Le pape est un personnage étrange.

Un jour, il profite de son voyage en Afrique pour lancer des messages inspirants contre le matérialisme et la corruption, pour la démocratie et le respect des droits de l'homme.

Le lendemain, ou la veille, il dit des choses choquantes contre l'utilisation du préservatif dans la lutte contre le sida en Afrique, un continent où on estime qu'il y a 33 millions de personnes infectées par le VIH. Vous savez ce que cela représente, 33 millions de personnes? C'est la population du Canada.

 

Le pape, donc, ne croit pas aux capotes. L'Église catholique dit même que les préservatifs aggravent l'épidémie en donnant aux gens un sentiment de fausse sécurité favorable à la promiscuité.

À la place, Benoît XVI propose une vision de la prévention qui est totalement utopiste: abstinence et fidélité, dit-il, sont les solutions. Ça et «une humanisation de la sexualité, un renouveau spirituel, humain, intérieur, qui permet ainsi de se comporter différemment avec les autres.»

Excellent programme.

Cette déconnexion totale de l'Église face à la réalité sur Terre, là où les gens s'envoient en l'air avec ou sans mariage, et donc se transmettent le sida, aujourd'hui, maintenant, pendant qu'on se parle, a été dénoncée partout cette semaine. Les médecins, notamment, hallucinent. Même les cathos: «Le pape est dans son rôle quand il parle de chasteté et les autorités sanitaires sont dans le leur en encourageant la prévention par le préservatif», a déclaré le médecin catholique Marc Gentilli à la chaîne de nouvelle française LCI.

Il faut dire que les vies en jeu se comptent par millions. Les deux tiers de la population mondiale vivant avec le VIH se trouvent en Afrique et près des trois quarts des personnes qui sont mortes du sida en 2007 étaient africaines.

En fait, dans la cacophonie des réactions anti-pape, cette semaine, ce qui était plutôt clair, c'est que le leader religieux a mis bien des catholiques dans l'embarras. Des catholiques qui ont de la difficulté à trouver une logique dans ce refus d'une méthode de prévention de la propagation de la maladie qui n'est peut-être pas parfaite, disent-ils, mais qui fait ses preuves en attendant que l'on trouve mieux.

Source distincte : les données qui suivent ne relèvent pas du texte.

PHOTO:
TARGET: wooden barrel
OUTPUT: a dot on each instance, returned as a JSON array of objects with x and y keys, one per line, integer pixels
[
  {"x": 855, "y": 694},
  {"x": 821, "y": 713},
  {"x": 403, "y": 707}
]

Sachant à quel point l'Église catholique s'est attiré les foudres après la levée de l'excommunication de l'évêque négationniste, sans parler de toute l'affaire de la petite fille brésilienne violée et avortée, pourquoi, peut-on se demander, ne pas avoir plutôt choisi de se taire?

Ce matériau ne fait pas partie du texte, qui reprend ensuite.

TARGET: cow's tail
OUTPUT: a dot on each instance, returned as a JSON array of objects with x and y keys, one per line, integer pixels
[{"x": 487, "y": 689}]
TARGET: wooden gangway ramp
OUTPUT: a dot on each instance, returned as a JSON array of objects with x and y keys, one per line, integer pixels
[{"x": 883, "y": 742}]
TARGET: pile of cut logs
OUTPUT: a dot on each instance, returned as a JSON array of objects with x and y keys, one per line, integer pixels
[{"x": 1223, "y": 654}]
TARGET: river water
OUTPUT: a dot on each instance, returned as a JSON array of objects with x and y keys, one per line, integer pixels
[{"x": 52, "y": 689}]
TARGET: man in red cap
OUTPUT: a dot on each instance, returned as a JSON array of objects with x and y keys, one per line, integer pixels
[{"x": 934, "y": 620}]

Pourquoi, s'il tenait absolument à lancer son message «moral», ne pas l'avoir fait sans cette réprobation du préservatif?

Qu'est-ce qui l'empêchait de combiner une discrète tolérance de son utilisation «médicale», avec la diffusion haut et fort de son message moral sur la prévention de la maladie?

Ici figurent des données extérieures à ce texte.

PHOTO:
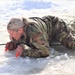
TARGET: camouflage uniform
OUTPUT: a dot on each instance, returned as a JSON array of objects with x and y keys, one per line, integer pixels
[{"x": 41, "y": 33}]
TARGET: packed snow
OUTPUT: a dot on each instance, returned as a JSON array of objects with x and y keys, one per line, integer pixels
[{"x": 60, "y": 62}]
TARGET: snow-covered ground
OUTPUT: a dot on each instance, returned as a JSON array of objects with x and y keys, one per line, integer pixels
[{"x": 58, "y": 63}]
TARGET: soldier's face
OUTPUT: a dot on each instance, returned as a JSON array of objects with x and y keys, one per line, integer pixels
[{"x": 15, "y": 34}]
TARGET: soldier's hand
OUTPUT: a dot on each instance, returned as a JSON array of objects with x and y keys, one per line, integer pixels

Cette semaine, après pas mal de tergiversations, l'Église catholique a fini par comprendre que l'excommunication des médecins brésiliens ayant avorté une petite fille de 9 ans violée et enceinte de jumeaux était injustifiée. Donc, elle a montré qu'elle comprenait le concept de la compassion et du compromis.

Pourquoi ne pas faire preuve de la même souplesse avec la prévention du sida en Afrique? Pourquoi ne pas garder cette question sur le terrain médical - comme ce fut le cas pour l'affaire de la petite Brésilienne - plutôt que de tenir à en faire un enjeu moral?

Le pape, en plus, dans son discours à Luanda, en Angola, hier, cité par Le Figaro, a admis que les femmes africaines - premières victimes du sida - vivent dans une situation particulièrement bouleversante. Il a parlé de la «violence» et de «l'exploitation sexuelle» dont elles sont victimes.

Donc, il admet qu'il y a pas mal de chemin à faire avant que ce continent devienne le paradis de l'amour mesuré dont il semble rêver, où seuls les couples mariés, comme dans les livres d'images, font des choses sous la couette sans faire de mal à personne et en produisant de nombreux et beaux enfants.

Donc en attendant, on fait quoi, déjà, pour sauver des vies?